Shorts. Digest these tasty morsels.


Byron loves to read the Buffett Berkshire annual letters. Really. Better than most text books he tells us, I have been reading them for a while, but not the much further back ones that Byron is talking about. That is why I wasn't too surprised to read blogs like these: 5 Lessons from Warren Buffett's Letters. The one about the oil prospector going to heaven and then to hell is rather amusing.


I was interested to see this BusinessInsider article, because there has been lots of evidence to suggest that shorter and sharper bursts are more productive than a long slog: One Chart That Will Absolutely Convince You To Get More Sleep. It turns out that being tired is not different to having the same sort of performance as someone who has had a few toots, a few too many actually. I remember my physics teacher who encouraged us to yawn in class, because it meant more oxygen to the brain.

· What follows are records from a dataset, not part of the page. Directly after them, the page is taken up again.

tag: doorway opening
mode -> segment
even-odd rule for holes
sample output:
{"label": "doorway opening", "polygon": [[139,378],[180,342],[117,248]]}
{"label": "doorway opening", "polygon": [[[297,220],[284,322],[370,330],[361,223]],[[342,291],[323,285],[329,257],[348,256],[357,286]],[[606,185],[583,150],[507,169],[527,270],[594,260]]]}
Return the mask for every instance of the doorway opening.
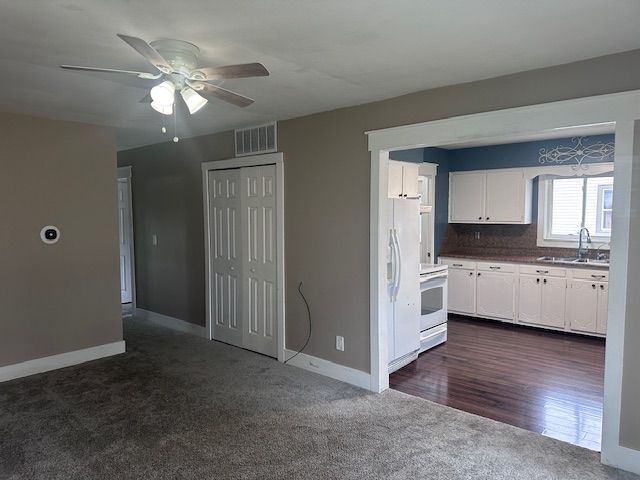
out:
{"label": "doorway opening", "polygon": [[120,303],[122,316],[136,311],[131,167],[118,168],[118,239],[120,247]]}
{"label": "doorway opening", "polygon": [[[602,276],[598,274],[598,278],[591,277],[591,273],[577,273],[576,275],[567,275],[565,281],[567,283],[575,283],[575,285],[581,285],[580,280],[590,281],[589,287],[591,290],[600,292],[603,290],[608,292],[606,300],[598,302],[598,295],[596,298],[595,310],[606,311],[606,318],[608,324],[606,327],[607,345],[606,345],[606,367],[605,367],[605,383],[604,383],[604,401],[603,401],[603,424],[602,424],[602,461],[603,463],[624,468],[631,471],[640,471],[640,456],[636,450],[629,449],[623,444],[625,438],[633,438],[629,434],[627,429],[622,423],[621,418],[625,418],[625,415],[633,417],[633,413],[629,410],[629,403],[623,402],[623,378],[622,378],[622,359],[625,346],[625,325],[628,312],[628,305],[635,305],[636,300],[633,295],[630,294],[630,290],[627,289],[627,271],[630,271],[630,263],[635,265],[635,257],[630,255],[630,246],[634,240],[630,236],[631,227],[635,228],[635,222],[638,221],[633,211],[630,211],[630,201],[634,197],[635,185],[634,174],[637,169],[638,151],[640,150],[638,131],[638,120],[640,119],[640,92],[628,92],[622,94],[604,95],[600,97],[589,97],[577,100],[569,100],[563,102],[549,103],[544,105],[535,105],[531,107],[519,107],[509,110],[502,110],[496,112],[487,112],[481,114],[468,115],[463,117],[454,117],[446,120],[439,120],[433,122],[426,122],[424,124],[410,125],[406,127],[394,127],[386,130],[379,130],[374,132],[367,132],[369,137],[369,150],[371,151],[371,389],[374,391],[382,391],[389,386],[389,349],[388,342],[392,332],[389,331],[389,317],[390,301],[389,301],[389,287],[388,287],[388,272],[392,271],[389,268],[389,264],[392,263],[389,254],[389,205],[388,205],[388,182],[389,182],[389,160],[392,158],[392,153],[397,150],[416,149],[416,148],[432,148],[452,146],[455,144],[468,144],[470,142],[491,142],[491,143],[517,143],[522,140],[522,136],[529,137],[531,135],[541,135],[539,138],[555,137],[559,138],[562,134],[572,135],[572,130],[576,128],[586,129],[589,127],[601,127],[608,126],[615,131],[615,171],[613,177],[615,179],[615,190],[610,194],[602,192],[601,204],[608,203],[609,198],[605,198],[605,195],[609,195],[616,204],[616,209],[612,211],[611,218],[612,230],[611,230],[611,269],[610,275]],[[578,127],[576,127],[578,126]],[[566,135],[564,135],[566,136]],[[584,153],[584,150],[583,152]],[[469,169],[472,170],[472,169]],[[440,172],[439,172],[440,174]],[[449,175],[450,182],[452,175]],[[461,175],[462,177],[462,175]],[[507,181],[509,177],[512,177],[510,181]],[[637,175],[636,175],[637,177]],[[505,222],[509,224],[509,219],[514,218],[515,215],[521,213],[521,207],[519,202],[509,202],[507,197],[511,198],[514,192],[518,192],[522,187],[525,189],[528,185],[528,179],[524,178],[524,172],[522,177],[522,183],[515,182],[515,174],[508,172],[505,175],[493,175],[487,172],[478,175],[474,181],[469,181],[469,178],[462,179],[464,181],[454,183],[454,188],[458,190],[466,191],[469,196],[479,195],[477,198],[482,198],[481,202],[462,201],[458,202],[458,207],[462,205],[462,208],[457,208],[453,212],[454,220],[467,215],[469,212],[473,212],[474,208],[482,209],[482,214],[477,218],[475,222],[483,223],[483,229],[480,231],[480,237],[484,237],[486,229],[484,227],[489,224]],[[465,184],[466,181],[466,184]],[[480,186],[478,186],[480,185]],[[498,195],[492,195],[487,197],[487,185],[489,190],[498,191]],[[502,188],[492,188],[491,186],[500,186]],[[518,185],[521,185],[519,187]],[[459,188],[462,186],[463,188]],[[606,189],[605,189],[606,190]],[[449,200],[452,196],[452,188],[449,189]],[[438,195],[436,191],[436,196]],[[484,197],[482,197],[484,195]],[[526,197],[525,197],[526,198]],[[490,205],[491,207],[488,207]],[[494,208],[498,205],[498,208]],[[524,204],[522,204],[524,205]],[[489,210],[487,210],[489,208]],[[493,210],[491,210],[493,208]],[[610,211],[609,207],[602,207],[600,212],[601,217],[608,217],[607,213]],[[498,212],[500,214],[500,222],[496,221],[492,215],[487,215],[487,211]],[[451,212],[450,212],[451,214]],[[524,215],[524,212],[522,212]],[[489,217],[489,218],[486,218]],[[448,218],[451,220],[451,217]],[[523,216],[519,215],[518,221],[526,224]],[[460,222],[464,223],[464,222]],[[471,222],[468,222],[471,223]],[[518,223],[518,222],[511,222]],[[579,222],[581,225],[584,223],[582,220]],[[553,222],[551,223],[553,225]],[[509,228],[512,225],[508,225]],[[607,220],[600,223],[601,229],[606,230]],[[462,233],[467,226],[461,227]],[[475,228],[475,227],[471,227]],[[581,227],[582,228],[582,227]],[[459,232],[458,232],[459,233]],[[471,235],[475,236],[476,230],[471,231]],[[557,240],[553,238],[555,234],[561,232],[551,229],[551,234],[543,240]],[[588,237],[586,232],[578,238],[578,244],[584,246],[587,242],[583,236]],[[534,237],[535,238],[535,237]],[[536,239],[537,241],[537,239]],[[553,247],[549,247],[553,248]],[[602,252],[599,252],[602,253]],[[519,288],[521,279],[518,275],[523,276],[530,275],[534,277],[535,285],[538,285],[536,279],[539,279],[540,287],[542,285],[558,286],[558,282],[551,277],[561,275],[551,275],[551,273],[558,273],[554,269],[558,268],[553,265],[555,260],[569,260],[567,258],[556,258],[556,256],[548,256],[547,258],[535,258],[531,265],[536,266],[540,262],[545,265],[544,268],[538,269],[540,272],[527,270],[525,265],[524,270],[521,270],[520,266],[517,267],[516,272],[516,286]],[[495,262],[479,262],[477,259],[472,265],[465,264],[463,261],[456,261],[456,268],[468,267],[470,272],[466,272],[469,278],[474,278],[475,289],[468,286],[463,290],[463,293],[470,295],[477,293],[477,279],[481,277],[482,284],[495,284],[495,276],[491,273],[496,273],[491,266]],[[499,259],[496,259],[499,260]],[[580,258],[572,258],[571,261],[576,261],[571,266],[576,267],[575,270],[580,272],[578,267],[579,263],[583,265],[587,262],[587,259],[580,255]],[[596,260],[594,258],[593,260]],[[546,263],[546,262],[549,263]],[[482,263],[482,265],[480,265]],[[489,263],[490,265],[486,265]],[[505,262],[509,263],[509,262]],[[548,266],[547,266],[548,265]],[[452,264],[447,265],[453,267]],[[587,265],[589,268],[595,265]],[[471,268],[473,267],[473,268]],[[486,270],[485,270],[486,268]],[[565,270],[569,267],[562,267]],[[449,269],[451,272],[453,269]],[[509,273],[509,272],[500,272]],[[480,274],[480,275],[478,275]],[[589,278],[581,278],[582,275],[589,275]],[[537,275],[537,276],[536,276]],[[546,276],[545,276],[546,275]],[[493,279],[494,282],[486,282],[485,278]],[[528,277],[524,280],[529,281]],[[546,280],[546,282],[545,282]],[[605,281],[607,284],[605,285]],[[586,284],[586,282],[584,282]],[[595,285],[595,287],[594,287]],[[610,286],[610,289],[609,289]],[[508,282],[507,282],[508,288]],[[531,291],[540,291],[538,287],[533,288]],[[560,291],[560,289],[558,289]],[[451,295],[449,295],[450,297]],[[485,295],[486,297],[486,295]],[[535,298],[534,298],[535,297]],[[560,295],[556,295],[554,298],[559,301]],[[501,299],[502,294],[496,295],[493,300]],[[540,310],[548,310],[549,304],[553,302],[536,302],[535,299],[537,293],[527,297],[525,295],[524,304],[519,297],[515,298],[515,310],[522,308],[525,312],[533,312],[533,316],[529,318],[531,323],[533,320],[540,321],[543,319],[545,322],[551,322],[554,320],[553,315],[538,313]],[[601,295],[601,298],[603,296]],[[533,300],[532,300],[533,299]],[[458,299],[456,299],[457,301]],[[476,300],[474,298],[474,300]],[[531,301],[529,301],[531,300]],[[608,300],[608,301],[607,301]],[[573,302],[573,300],[569,300]],[[456,302],[454,302],[456,303]],[[463,302],[457,303],[457,308]],[[489,302],[489,307],[493,308],[499,306],[502,303],[500,301]],[[485,304],[484,307],[487,307]],[[530,308],[532,306],[536,308]],[[580,304],[581,305],[581,304]],[[477,304],[474,303],[474,307]],[[556,305],[557,306],[557,305]],[[526,308],[525,308],[526,307]],[[543,308],[544,307],[544,308]],[[557,308],[557,311],[560,311]],[[577,309],[573,309],[577,311]],[[495,312],[492,312],[495,313]],[[589,314],[592,315],[592,309],[589,309]],[[484,313],[485,317],[492,318],[495,315],[489,315]],[[574,315],[575,316],[575,315]],[[596,329],[597,333],[597,313]],[[585,325],[591,325],[591,318],[588,322],[584,322]],[[585,326],[578,328],[586,328]],[[530,328],[534,328],[533,326]],[[627,327],[628,330],[630,327]],[[538,332],[540,330],[536,330]],[[596,340],[597,341],[597,340]],[[392,359],[391,359],[392,360]],[[631,381],[626,379],[626,382]],[[632,388],[632,387],[630,387]],[[627,407],[625,409],[625,406]],[[630,418],[631,418],[630,417]],[[628,444],[629,441],[627,440]]]}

Perhaps the secret to a successful business is a whole lot more yawning. Or more sleep actually.


Via Bill McBride, on his Calculated Risk: NY Fed: Consumer Debt declines in Q1, Deleveraging Continues. This is amazing. A 1.45 trillion Dollar decrease in household indebtedness from Q3 2008. Wow. And that is what happens when people feel under pressure, they change their spending patterns. What also helps explain the student debt exploding is the simple fact that fewer jobs being available means those currently studying will extend their stay at university. Or go back. Or do more post graduate stuff, making sure that whilst times are poor, the prospect of getting employment after skilling up, get better. So, pile on the debt now, pay it off later. Hopefully.

Unsurprisingly mortgages are still the bulk of total consumer debt, 71 percent of the whole pot. Perhaps also the much lower household debt environment would have normally led to loads more refinancing, but the banks reigned in their lending practices too. Home ownership in the US is quite high, two thirds or so. In places like Slovenia and Spain, home ownership is exceptionally high. Germany is strangely, very, very low at around 40 percent. Why?


Wow. The WSJ headline says it all: Greece Gets Rating Recognition. And that part about rates having gone from 30 percent to 9 percent, over 12 months, that is in-between the ratings downgrade and the ratings upgrade. Bizarre. But that is probably another reason why one should do their own homework, rather than rely on the ratings agencies, who seem to put two slips and a gully in place after the ball has been nicked twenty times.


This is probably the worst egg on the face of the deficit hawks, and in particular the Ryan/Romney campaign, but too late to rubbish their detailed work. I am pretty sure that a lot of people are in favour of keeping a lid on entitlements. But, for better or worse: Federal deficit shrinks at surprising rate. On the other side of the US, the Washington Post had a similar story with nice graphs: CBO says deficit problem is solved for the next 10 years. See that. When an economic recovery takes place, tax receipts increase. I wonder what the highly volatile Rick Santelli thinks about all of this, perhaps Steve Liesman should have a quiet word, that would make for interesting television.


Crow's nest. Markets are trading close to the all time highs here locally, notwithstanding multi year lows from the precious metal producers. Industrials continue to drive this market up. European GDP reads were pretty poor, all missing expectations. Austerity sucks, and continues to suck some more. Perhaps the French were right.